My friend Will Saletan rails against the Bush “flypaper” speech in Slate. Will is no starry-eyed liberal or anti-American lefty. But I still think he’s wrong, for a couple of reasons. First off, he argues that Bush’s case for fighting in Iraq – it’s part of the war on terror – is phony. Why? Because Iraq had no more connections to international terrorism pre-9/11 than, say, Iran, Saudi Arabia or Syria. But the point about Iraq was not that it was uniquely involved in terrorism, but that it was far more doable than any of the others. It was already in violation of umpteen international resolutions; no one could defend the regime (which was more brutal even than its neighbors); and the WMD issue was a real worry (one that has turned out in retrospect to be far less scary than we were led to believe). So, in the context of a truly aggressive war on terror, we went after the Saddam dictatorship first. We had to start somewhere. Sitting back, doing intermittent global police-work, playing legal niceties with terrorists, schmoozing with the French – all this, after 9/11, would have been a loud signal to the terror-masters that we were weak and worth going after even more. Will then says that we should have handed Iraq over immediately to the French after the war:
Having done the part of the job others refused to do – ousting Saddam – we should return the rest of the job to the Security Council. That means surrendering authority as well as responsibility…

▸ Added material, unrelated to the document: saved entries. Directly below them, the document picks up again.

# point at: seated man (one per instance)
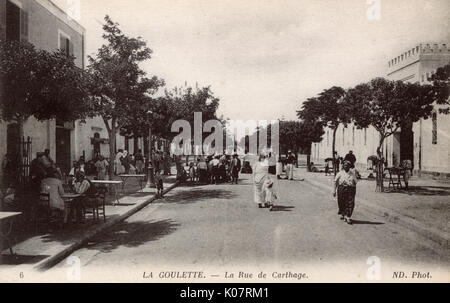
(82, 186)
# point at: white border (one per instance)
(16, 2)
(62, 33)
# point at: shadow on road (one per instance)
(195, 195)
(20, 260)
(132, 234)
(282, 208)
(359, 222)
(425, 191)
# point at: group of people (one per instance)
(53, 186)
(125, 163)
(215, 170)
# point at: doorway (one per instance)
(63, 148)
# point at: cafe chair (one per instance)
(95, 204)
(45, 215)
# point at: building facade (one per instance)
(45, 25)
(426, 143)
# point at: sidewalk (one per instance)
(425, 208)
(44, 250)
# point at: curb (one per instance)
(56, 258)
(392, 216)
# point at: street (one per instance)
(218, 229)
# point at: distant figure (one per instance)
(235, 168)
(53, 186)
(192, 171)
(407, 165)
(279, 168)
(37, 172)
(118, 167)
(202, 167)
(269, 193)
(101, 166)
(139, 161)
(291, 160)
(159, 184)
(214, 169)
(327, 168)
(260, 174)
(350, 157)
(125, 161)
(345, 190)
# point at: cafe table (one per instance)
(8, 217)
(140, 178)
(109, 182)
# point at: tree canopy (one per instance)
(46, 85)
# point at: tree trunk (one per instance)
(334, 151)
(380, 166)
(20, 122)
(146, 153)
(112, 148)
(308, 159)
(135, 144)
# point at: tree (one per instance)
(330, 110)
(441, 86)
(300, 134)
(183, 102)
(46, 85)
(118, 83)
(386, 105)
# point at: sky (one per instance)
(263, 58)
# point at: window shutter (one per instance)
(62, 43)
(70, 48)
(23, 25)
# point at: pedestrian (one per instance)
(270, 195)
(345, 190)
(291, 161)
(407, 166)
(139, 158)
(82, 187)
(279, 168)
(260, 173)
(214, 169)
(350, 157)
(37, 172)
(192, 171)
(235, 168)
(159, 184)
(202, 170)
(53, 186)
(118, 167)
(125, 161)
(101, 166)
(167, 164)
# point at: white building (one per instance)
(426, 142)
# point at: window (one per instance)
(343, 136)
(16, 23)
(365, 136)
(353, 135)
(434, 134)
(65, 44)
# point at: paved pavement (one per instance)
(426, 201)
(219, 230)
(36, 250)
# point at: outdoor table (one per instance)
(399, 173)
(140, 178)
(8, 217)
(68, 198)
(108, 182)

Gee. And you think today’s chaos is bad? How about one eighth of the armed forces, a U.N. authority that had long protected Saddam, allies that bankrolled the Baathist dictatorship calling the shots, and on and on? Will cannot be serious, can he? Does he remember the joys of U.N. control in Bosnia? Saletan then tackles the post hoc, propter hoc notion that tyranny begets terror and therefore we have to counter tyranny. Such a notion, Saletan argues,
justifies any war in which, as a result of our actions, terrorists attack our troops. Imagine an invasion of Cuba, whose dictator has long rankled Bush and would be easier to topple than Saddam was. No doubt al-Qaida and other terrorist groups would send agents to try to kill the occupying troops. Bush could then defend the occupation as part of the “war on terror.” The second argument is equally fraught with implications. Yes, tyranny breeds terrorism. But if the “war on terror” requires us to overthrow tyrants just because they’re tyrants, we’ll be at war for the rest of your life.

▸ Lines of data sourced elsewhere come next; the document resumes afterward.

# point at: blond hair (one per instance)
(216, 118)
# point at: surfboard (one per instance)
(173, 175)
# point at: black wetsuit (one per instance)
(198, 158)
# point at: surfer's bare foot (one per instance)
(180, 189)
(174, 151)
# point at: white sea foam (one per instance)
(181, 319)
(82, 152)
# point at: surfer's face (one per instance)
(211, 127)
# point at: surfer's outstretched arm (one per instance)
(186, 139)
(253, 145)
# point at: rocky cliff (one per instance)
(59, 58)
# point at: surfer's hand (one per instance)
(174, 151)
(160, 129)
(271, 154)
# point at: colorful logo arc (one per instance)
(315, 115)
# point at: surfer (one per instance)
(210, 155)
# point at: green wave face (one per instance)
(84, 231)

Wrong again. Cuba – now that its Soviet sponsor has collapsed – cannot be seen as in any way as big a threat as the nexus of Islamist terror-tyrannies in the Middle East. And the terrorists now flocking to Iraq are not doing so as some sort of opportunity. They are doing so because they understand what a huge blow a stable and democratic Arab country would be to their ideology and power. Al Qaeda has to fight back in Iraq or they will lose even more thoroughly than they are losing now. So what are we waiting for? I hate to break it to Will but we have indeed been at war against tyranny for most of our lives. We thought we were at peace in the 1990s, after the fall of the Soviets, but we now know that our new enemies were preparing and waging war, supported, as always, by the tyrannies that spawn and protect them. There is, in fact, no such thing as peace – merely arrested conflict, and the wars that arise when democracies get complacent. After 9/11, I’m amazed anyone could now advocate such complacency and withdrawal. But they still are.